Um Qassem was working as a midwife in Al-Qaim City, in Iraq’s Anbar Province, when the Islamic State in Iraq and the Levant (ISIL, also known as Da’esh) swept into the country in mid-2014.Seemingly overnight, her life became a nightmare, she said – especially when the group tried to recruit her.
“ISIL constantly threatened me, my husband, and my family, as well as other doctors and nurses. We were working under fear,” she described.
“I was emotionally devastated, but I had to put on a brave face for my patients who were bringing in life in such a challenging environment.”
Taking a dangerous stand
The militants turned the maternity ward of Al-Qaim Hospital into an emergency room for its fighters. Maternal health personnel were relegated to a small room to perform deliveries.
And women were suddenly charged for childbirth services, care that had previously been free.
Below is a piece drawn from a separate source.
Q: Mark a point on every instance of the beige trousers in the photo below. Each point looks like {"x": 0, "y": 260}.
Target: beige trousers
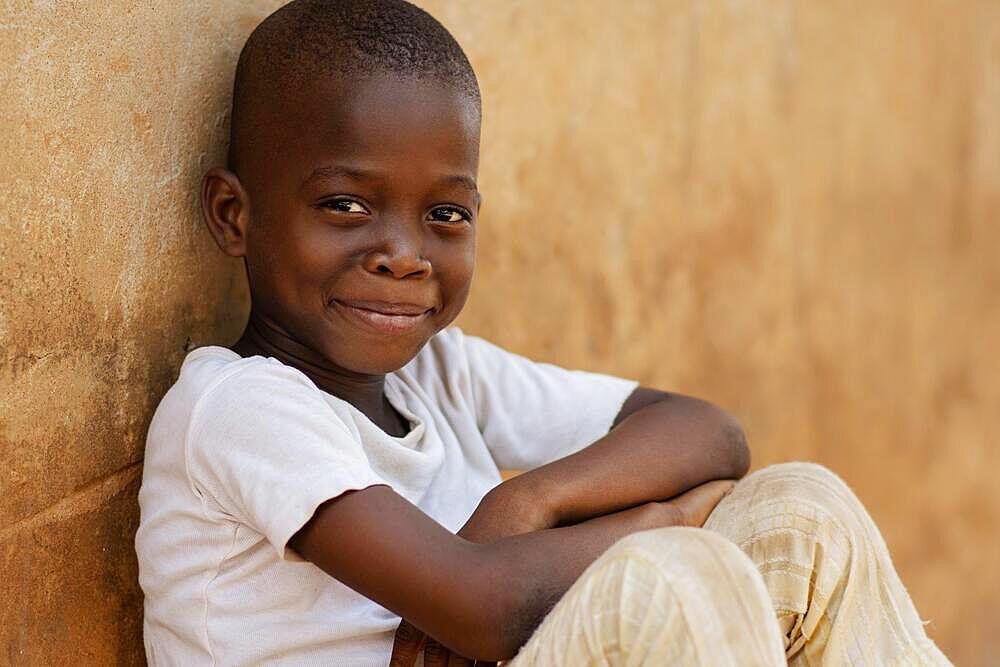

Women were expected to pay about $40 to give birth.
“One woman walked in without money,” Um Qassem remembered. “She was in critical condition and needed to go into the delivery room immediately. The head midwife that ISIL had appointed refused to let her in, so I threatened to quit if we did not admit the woman.”
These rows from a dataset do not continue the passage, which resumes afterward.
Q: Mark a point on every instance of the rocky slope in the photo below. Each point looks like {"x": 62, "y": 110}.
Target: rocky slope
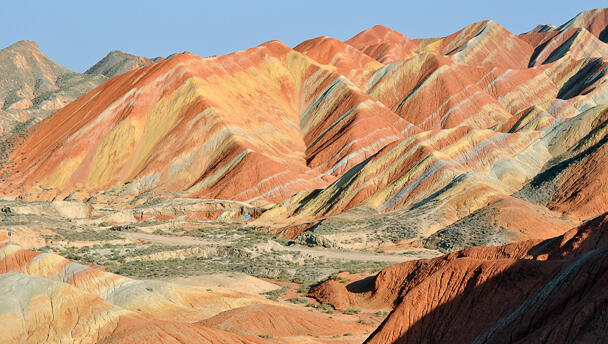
{"x": 437, "y": 129}
{"x": 118, "y": 62}
{"x": 32, "y": 86}
{"x": 529, "y": 292}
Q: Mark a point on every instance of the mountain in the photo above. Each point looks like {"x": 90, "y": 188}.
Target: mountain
{"x": 32, "y": 86}
{"x": 321, "y": 125}
{"x": 595, "y": 21}
{"x": 118, "y": 62}
{"x": 427, "y": 190}
{"x": 532, "y": 291}
{"x": 331, "y": 127}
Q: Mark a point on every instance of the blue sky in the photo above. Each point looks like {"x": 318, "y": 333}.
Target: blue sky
{"x": 77, "y": 34}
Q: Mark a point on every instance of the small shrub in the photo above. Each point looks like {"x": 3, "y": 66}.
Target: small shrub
{"x": 298, "y": 300}
{"x": 351, "y": 311}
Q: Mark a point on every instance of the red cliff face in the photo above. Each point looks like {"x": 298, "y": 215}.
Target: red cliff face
{"x": 529, "y": 292}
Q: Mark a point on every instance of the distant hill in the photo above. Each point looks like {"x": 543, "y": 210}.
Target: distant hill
{"x": 32, "y": 86}
{"x": 118, "y": 62}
It was a dangerous stand to take.
“I knew that I was risking my life by such action, but the woman and her baby would have died if I had not spoken up,” she said.
Hospital set ablaze
The challenges did not end when ISIL left to Raqqa last October.
The militants stole all the hospital’s equipment, and then set fire to the building. The damage was extensive.
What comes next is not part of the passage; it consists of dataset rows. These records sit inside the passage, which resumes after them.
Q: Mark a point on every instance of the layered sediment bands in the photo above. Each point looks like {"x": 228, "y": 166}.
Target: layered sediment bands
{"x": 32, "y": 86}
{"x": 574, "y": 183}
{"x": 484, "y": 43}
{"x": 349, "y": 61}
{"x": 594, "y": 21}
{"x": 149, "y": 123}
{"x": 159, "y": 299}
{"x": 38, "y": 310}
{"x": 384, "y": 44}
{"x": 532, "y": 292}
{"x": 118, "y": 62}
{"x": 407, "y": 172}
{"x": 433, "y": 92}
“I felt as if my world had just fallen apart. This hospital was my home. I had been working here for 15 years,” Um Qassem said.
UNFPA has been supporting Al-Qaim hospital since early December 2017, helping to rehabilitate the operating theatres and delivery room. UNFPA also provided financial and logistical support to the hospital’s reproductive health team, and covered the cost of generators and waste management.
Still, the delivery room needed equipment to become fully operational. UNFPA provided a well-equipped mobile delivery unit, able to manage uncomplicated deliveries as well as Cesarean sections.
UNFPA also helped to establish a referral system to transfer more complicated cases to specialised care.
With this support, childbirth services are once more free of charge. Today, Um Qassem’s greatest professional trials are those that normally come with the job: “The biggest challenge is to get these women through the delivery and promise them a beautiful, healthy baby,” she said.
In the first quarter of this year, the UNFPA-supported medical team at Al Qaim Hospital assisted in 378 normal deliveries.
UNFPA is also working with the Government to expand the availability of maternal health care, including through a countrywide midwifery training programme as well as pre-service training and in-service training for nurses.